Some Guiding Rules on using the StockRanks
The majority of subscribers will not need to play with these StockRanks settings as they are primarily interested in their own local markets. If though you are a regional or cross regional subscriber here are some guiding notes.
The ‘local’ StockRanks are best used:
When you are a single market subscriber (e.g. a UK subscriber, or a German subscriber etc).
When viewing a StockReport and you wish to analyse it against its local market set (e.g. it’s often best to compare a UK stock against the UK market).
The ‘regional’ StockRanks are best used:
When you are a regional subscriber (e.g. Pan-European subscriber).
When screening or comparing a stock against other stocks in its region.
The ‘global’ StockRanks are best used:
When you are a global or cross-regional subscriber.
When screening or comparing a Stock against stocks in different regions.
The ranks for all three are highly correlated, but it should not be unexpected that the difference between local and global StockRank can be more than 10 percentile ranks.
What to watch out for
If you are a global subscriber and have set your preferred StockRank to ‘local’ and screen the market for 95+ ranked stocks you will need to understand your results. Your results will return the “top 5% of stocks ranked against their own local markets” joined together. That can of course be an extremely useful but it may not be what you are looking for.
If you are looking for the top 5% of ranked stocks ranked against the global universe then it’s better to use the ‘global’ StockRank.

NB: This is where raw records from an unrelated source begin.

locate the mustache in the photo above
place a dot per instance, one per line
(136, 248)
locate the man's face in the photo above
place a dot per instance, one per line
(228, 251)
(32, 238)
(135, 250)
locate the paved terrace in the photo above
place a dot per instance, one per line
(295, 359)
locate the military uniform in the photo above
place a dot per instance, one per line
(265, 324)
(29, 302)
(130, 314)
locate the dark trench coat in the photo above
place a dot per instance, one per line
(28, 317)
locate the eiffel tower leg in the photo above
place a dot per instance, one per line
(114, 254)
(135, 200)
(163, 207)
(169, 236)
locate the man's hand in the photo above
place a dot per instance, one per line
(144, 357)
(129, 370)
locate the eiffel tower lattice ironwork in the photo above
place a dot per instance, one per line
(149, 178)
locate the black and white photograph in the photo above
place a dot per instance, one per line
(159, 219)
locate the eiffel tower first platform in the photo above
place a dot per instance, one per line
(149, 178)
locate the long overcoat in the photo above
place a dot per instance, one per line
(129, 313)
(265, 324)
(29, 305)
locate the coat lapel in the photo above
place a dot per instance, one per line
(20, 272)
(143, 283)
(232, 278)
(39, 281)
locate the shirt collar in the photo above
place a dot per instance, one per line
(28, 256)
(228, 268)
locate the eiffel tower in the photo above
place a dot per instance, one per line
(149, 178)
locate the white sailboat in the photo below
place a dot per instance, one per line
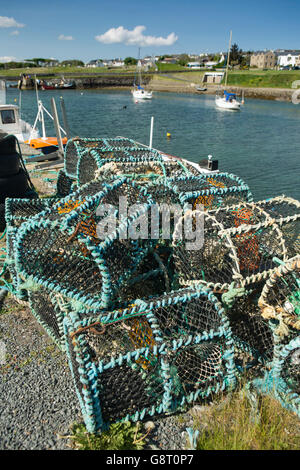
(227, 100)
(10, 119)
(138, 91)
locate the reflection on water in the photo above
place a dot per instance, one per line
(260, 143)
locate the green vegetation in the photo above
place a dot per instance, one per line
(120, 436)
(233, 425)
(263, 79)
(130, 61)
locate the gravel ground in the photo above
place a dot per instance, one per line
(38, 402)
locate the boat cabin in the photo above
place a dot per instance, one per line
(9, 118)
(229, 96)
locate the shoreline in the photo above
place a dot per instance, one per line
(172, 85)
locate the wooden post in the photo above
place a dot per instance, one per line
(57, 127)
(151, 132)
(64, 115)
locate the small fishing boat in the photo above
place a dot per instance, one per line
(11, 123)
(10, 119)
(44, 144)
(138, 91)
(65, 84)
(227, 101)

It is worth noting here that some recent academic research has shown that factor investing works better when done regionally, than when done globally. So for our own investing, we are more likely to use the local or regional StockRanks even if screening globally. But each to their own of course !
How it works: Technical Details…
A local rank does not however necessarily mean just relative to a single exchange or country. Our decision as to whether or not to group local countries together was influenced by three primary factors:
Market size - to ensure small countries were not ranked alone, but as satellites within larger sets. It doesn’t make sense to create a percentile rank for stock markets as small as Luxembourg, or as small as the Netherlands with just 130 stocks. We have aimed to maintain between 1,000 and 3,500 stocks within each local ranking set to ensure that percentile rankings are meaningful and more likely to be effective.

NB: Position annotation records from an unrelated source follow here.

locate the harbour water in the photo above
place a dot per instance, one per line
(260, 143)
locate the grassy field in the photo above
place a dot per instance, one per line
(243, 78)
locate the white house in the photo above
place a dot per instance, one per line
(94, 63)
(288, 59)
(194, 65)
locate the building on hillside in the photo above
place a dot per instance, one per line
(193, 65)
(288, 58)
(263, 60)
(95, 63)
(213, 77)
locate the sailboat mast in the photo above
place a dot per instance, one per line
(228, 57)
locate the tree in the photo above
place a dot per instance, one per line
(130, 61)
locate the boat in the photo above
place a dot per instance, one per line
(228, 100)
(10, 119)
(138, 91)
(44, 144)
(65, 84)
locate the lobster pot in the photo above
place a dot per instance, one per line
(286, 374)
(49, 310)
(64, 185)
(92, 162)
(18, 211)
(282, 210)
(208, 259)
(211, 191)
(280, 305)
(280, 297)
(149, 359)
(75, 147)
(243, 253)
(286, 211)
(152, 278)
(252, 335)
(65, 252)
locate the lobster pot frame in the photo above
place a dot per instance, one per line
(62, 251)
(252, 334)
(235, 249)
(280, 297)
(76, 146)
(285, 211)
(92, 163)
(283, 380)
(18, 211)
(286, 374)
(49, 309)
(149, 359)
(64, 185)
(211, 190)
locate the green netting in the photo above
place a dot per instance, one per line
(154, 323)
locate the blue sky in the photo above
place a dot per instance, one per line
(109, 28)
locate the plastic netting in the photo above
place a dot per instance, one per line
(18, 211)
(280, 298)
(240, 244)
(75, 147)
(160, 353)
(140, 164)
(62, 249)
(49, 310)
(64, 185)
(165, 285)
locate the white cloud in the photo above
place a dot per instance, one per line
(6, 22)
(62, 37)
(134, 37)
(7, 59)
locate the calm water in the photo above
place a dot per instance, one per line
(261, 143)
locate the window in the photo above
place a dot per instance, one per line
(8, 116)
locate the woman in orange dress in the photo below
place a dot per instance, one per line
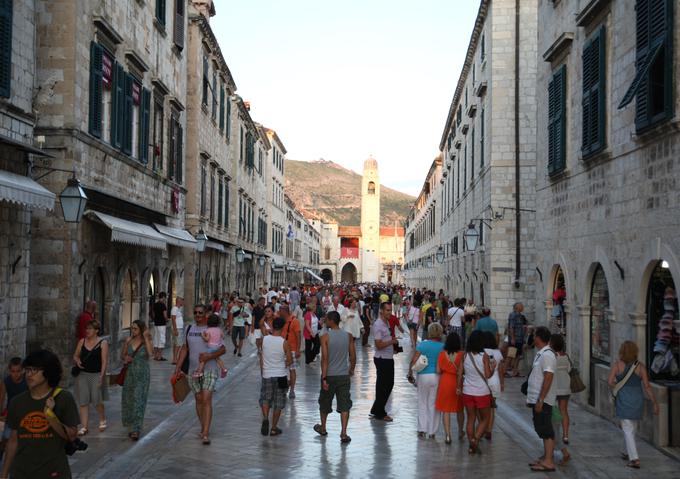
(447, 400)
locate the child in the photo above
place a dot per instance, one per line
(214, 337)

Market Classification - using developmental data from the World Bank and other public sources to ensure only close and coupled economies are grouped together. There is always some judgement used in drawing sensible boundaries.
Geographic proximity - Given that most investors are familiar with nearby economies, it makes sense to rank stocks within close regional sets.
After much research we settled on the following ranking hierarchy (global, regional, and local ranking sets) across geographies:
Global (comprising 4 regions so far)
Region 1: North America (2 local ranking sets)
United States
Canada Region 2:
Europe (7 local ranking sets)
Northern Europe (Iceland, Norway, Sweden, Finland, Denmark)
British Isles (UK & Ireland)
Western Europe (France, Belgium, Netherlands, Luxembourg)
Central Europe (Germany, Switzerland, Austria)
Southern Europe (Spain, Portugal, Italy, Greece)
Central Eastern Europe (Poland, Hungary, Romania, Czech Republic, Slovakia, Latvia, Lithuania, Estonia)
South Eastern Europe (Bulgaria, Croatia, Slovenia, Cyprus, Bosnia, Macedonia, Serbia)
Region 3: Asia (3 local ranking sets)
Japan
Asian Tigers (Hong Kong, Singapore, Taiwan, Korea)
India Region 4: Australasia (1 local ranking set)
Australasia (Australia, New Zealand)
As we add more markets to Stockopedia - both in these regions and in new regions including Africa, Middle East and South America - these sets may be liable to change.